Moving our discussion towards Accountants, it goes without saying that there is no computer designed that may possibly have the capability to match the Emotional Intelligence and brainpower of a human. Even though Accounting may deal with quantified data, it cannot possibly eliminate the level of subjectivity required. Professional human judgment, precisely that practiced by Accountants, constitutes as an integral part in the decision-making process. Think about Tax Consultants and Forensic Accounting Specialists, for instance. Tax Consultants may advise clients to attain that fine line of owing a minimum tax liability and complying with state and federal legislations, through years of practice and experience combined with an in-depth understanding of tax law. On the other hand, Forensic Accountants may have different approaches to a white collar investigation, prioritizing evidence accordingly and reaching different conclusions. There may be no clear answers concerning the allegations and transactions giving rise to many resolution possibilities. In essence, the valued professional judgment of these specialists is what sets them apart.

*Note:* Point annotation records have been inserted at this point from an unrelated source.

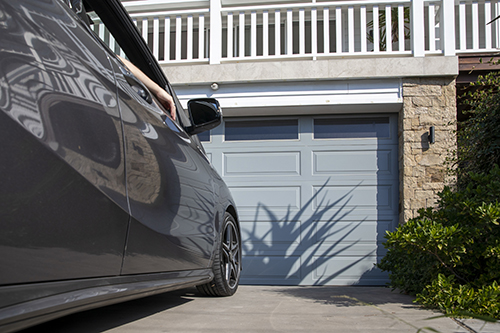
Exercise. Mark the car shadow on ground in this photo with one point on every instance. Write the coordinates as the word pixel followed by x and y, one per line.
pixel 112 316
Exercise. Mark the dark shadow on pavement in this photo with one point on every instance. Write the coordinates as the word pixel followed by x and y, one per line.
pixel 342 296
pixel 112 316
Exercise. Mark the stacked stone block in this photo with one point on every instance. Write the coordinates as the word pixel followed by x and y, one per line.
pixel 426 102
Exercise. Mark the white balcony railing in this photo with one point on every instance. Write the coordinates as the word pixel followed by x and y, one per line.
pixel 315 30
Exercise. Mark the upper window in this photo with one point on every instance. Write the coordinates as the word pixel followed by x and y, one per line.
pixel 283 129
pixel 337 128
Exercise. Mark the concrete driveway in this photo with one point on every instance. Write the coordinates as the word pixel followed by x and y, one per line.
pixel 265 309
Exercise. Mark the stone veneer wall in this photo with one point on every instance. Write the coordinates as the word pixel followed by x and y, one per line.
pixel 426 102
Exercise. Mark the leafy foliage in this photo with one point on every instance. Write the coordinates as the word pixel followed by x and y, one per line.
pixel 478 137
pixel 450 256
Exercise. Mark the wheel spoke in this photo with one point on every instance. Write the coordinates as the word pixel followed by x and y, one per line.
pixel 229 270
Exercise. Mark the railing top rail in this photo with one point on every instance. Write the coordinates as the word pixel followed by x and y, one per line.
pixel 171 13
pixel 315 5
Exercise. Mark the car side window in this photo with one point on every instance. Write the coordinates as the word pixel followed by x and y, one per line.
pixel 101 29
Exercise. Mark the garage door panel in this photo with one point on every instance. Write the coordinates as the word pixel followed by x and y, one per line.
pixel 313 210
pixel 270 232
pixel 351 231
pixel 367 161
pixel 356 196
pixel 268 269
pixel 267 196
pixel 347 268
pixel 262 163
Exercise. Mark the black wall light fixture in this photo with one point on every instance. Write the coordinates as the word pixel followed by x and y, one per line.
pixel 432 135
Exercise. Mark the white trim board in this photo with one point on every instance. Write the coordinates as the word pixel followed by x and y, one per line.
pixel 300 97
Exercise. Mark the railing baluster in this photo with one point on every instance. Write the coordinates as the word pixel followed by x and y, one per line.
pixel 112 43
pixel 487 19
pixel 417 22
pixel 362 19
pixel 265 33
pixel 447 28
pixel 166 46
pixel 253 34
pixel 302 31
pixel 463 25
pixel 314 32
pixel 401 27
pixel 350 24
pixel 145 29
pixel 189 47
pixel 376 35
pixel 497 24
pixel 326 30
pixel 178 37
pixel 156 37
pixel 338 21
pixel 388 28
pixel 241 28
pixel 102 31
pixel 432 28
pixel 277 32
pixel 289 32
pixel 475 25
pixel 201 36
pixel 230 35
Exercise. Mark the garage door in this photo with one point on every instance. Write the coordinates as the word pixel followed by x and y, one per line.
pixel 315 195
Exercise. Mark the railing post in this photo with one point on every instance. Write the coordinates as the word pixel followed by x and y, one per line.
pixel 215 31
pixel 448 27
pixel 417 23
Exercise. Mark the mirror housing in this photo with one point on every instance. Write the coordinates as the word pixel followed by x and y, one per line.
pixel 204 113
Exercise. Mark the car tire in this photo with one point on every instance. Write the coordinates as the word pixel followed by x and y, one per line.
pixel 227 262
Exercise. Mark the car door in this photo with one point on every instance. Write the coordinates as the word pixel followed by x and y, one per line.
pixel 63 205
pixel 169 180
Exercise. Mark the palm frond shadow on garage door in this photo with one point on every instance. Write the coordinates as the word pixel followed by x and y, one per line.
pixel 314 249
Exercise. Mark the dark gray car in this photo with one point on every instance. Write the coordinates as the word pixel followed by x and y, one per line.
pixel 103 196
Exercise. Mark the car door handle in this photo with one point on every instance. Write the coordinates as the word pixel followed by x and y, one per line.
pixel 137 85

As a final point, whether it be determining a make-or-buy decision or evaluating an investment appraisal project, their insights are at the heart of the decision making process and far from irreplaceable. In fact come to think of it, Automation and Accounting go hand in hand, supplementing each other and ultimately giving rise to what I would like to call a perfect ‘Double A’ combination.

Taha Rizwan

Marketing and Financial Analyst at Amplify Solutions Inc.